The importance of relationships between variables
When analyzing data, it is extremely important to know the real relation that exists between the different variables studied.
If you have to make an important Business decision, like defining your Marketing strategy, for example, you can’t rely just on the first plausible relation you may find between your sales and the weather, even if you think you found a strong relation between both variables.
Moreover… If you think carefully, all the important decisions we make, are based on a correlation or relationship between events we have noticed in the past.
- A Boss will fire an employee, since he found a correlation between lazy employees and low productivity.
- A girlfriend will dump his boyfriend if he is always going out with his friends to night clubs since she has found an inverse correlation between loyalty and going out with friend until 05.00 am.
Throughout our lives, we assess variables, establish relationships between them and take decisions based on the result.
The stronger the relation found the few mistakes we’ll commit when making that assumptions.
How can we classify our variables’ relationships depending on how strong they are?
We’ll now propose a classification we have created that is very useful for identifying easily the relationship between 2 (or more) different variables:
Variables relationship strength classification
As you can appreciate, the weakest relationship you may find between 2 (or more) different variables is:
- An Inexplicably Correlation.
* For example: If you found a correlation between global political stability and coffee consumption (invented example).
Nobody could exactly explain it, but if you proved a correlation, you could anticipate the coffee Market sometimes.
However, you should not assume big risks since you don’t really understand why this relationship takes place… maybe you are missing something important…
On the other hand, the strongest relationship you can find between 2 (or more) different variables is:
- A demonstrable Causation between both of them.
* For example: If you found a higher consumption of coffee during “exams” periods – Christmas time and just before Summer holidays – you would have a provable and strong cause-effect relationship between “coffee consumption” and “year time period” variables.
In the middle, you can find the Correlations that can be explained. The ones that “make sense”.
In our “Data Analysis” page, we explained a very interesting correlation Walmart found between Hurricane alert, and Pop Tarts.

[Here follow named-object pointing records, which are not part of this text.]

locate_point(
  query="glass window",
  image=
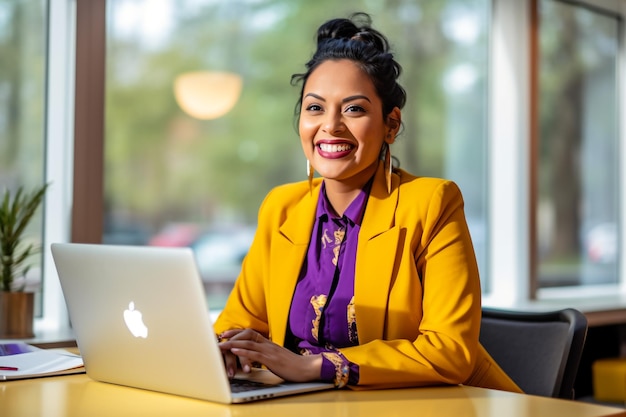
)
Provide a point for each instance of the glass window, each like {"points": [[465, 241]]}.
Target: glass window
{"points": [[22, 111], [174, 176], [578, 167]]}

- That would be a “logic” correlation, since after a careful analysis, it makes sense
Difference between Correlation and Causation
We have been talking about “Correlations” and “Causations” but… what exactly are they? What is the different between a Correlation and a Causation?
A Correlation between 2 different variables (or more) indicates that whenever a variable experience a variation (increase, decrease…) the other also gets affected to some point despite not being directly related.
A Causation relation between 2 variables means that always that one variable gets affected; the other will be modified since the first one causes it.
Since this can be sometimes confusing, we’re going to share with you some examples.
- Moreover, we’ll classify the relationship between the different variables according to their bond-strength by using the classification we explained before.
Correlation vs Causation Examples
Since this Topic can result a bit “boring”, we’ll try to use “funny” examples in order you to understand the difference between Correlation and a Causation.
Sharks and Ice creams - Correlation example
Imagine you work for an Ice Cream company, and you are currently looking for optimizing your Marketing campaign.
Hence, you decide to look for different correlations or causations between Ice cream consumption and other potential indicators so you can “beat” the Market.
After several frustrated attempts, you find a fascinating correlation:
- The interest in Sharks and Ice Creams seem to be related.
What is going on?
Of course, these 2 variables are connected through the “weather” connector one.
- The hotter the weather is, the more people will be swimming on the beach and the more concerned will they be about Sharks.
Logically, on summer, people consume more Ice Creams.
Although the relationship between these 2 variables seems not to be very useful, it can be perfectly explained and this correlation is relatively strong (although, again, useless).
- Moreover, for our example, this correlation would not be very useful since the interest in Ice creams seems to come before the interest in Sharks.
This is an Explainable correlation, since although both variables / events are not directly connected, there is a provable and understandable relation between both of them.
Car breakdowns and Global Economy - Causation example
It was 2010.
I was driving on a Highway and I couldn’t believe how many cars there were on the shoulder.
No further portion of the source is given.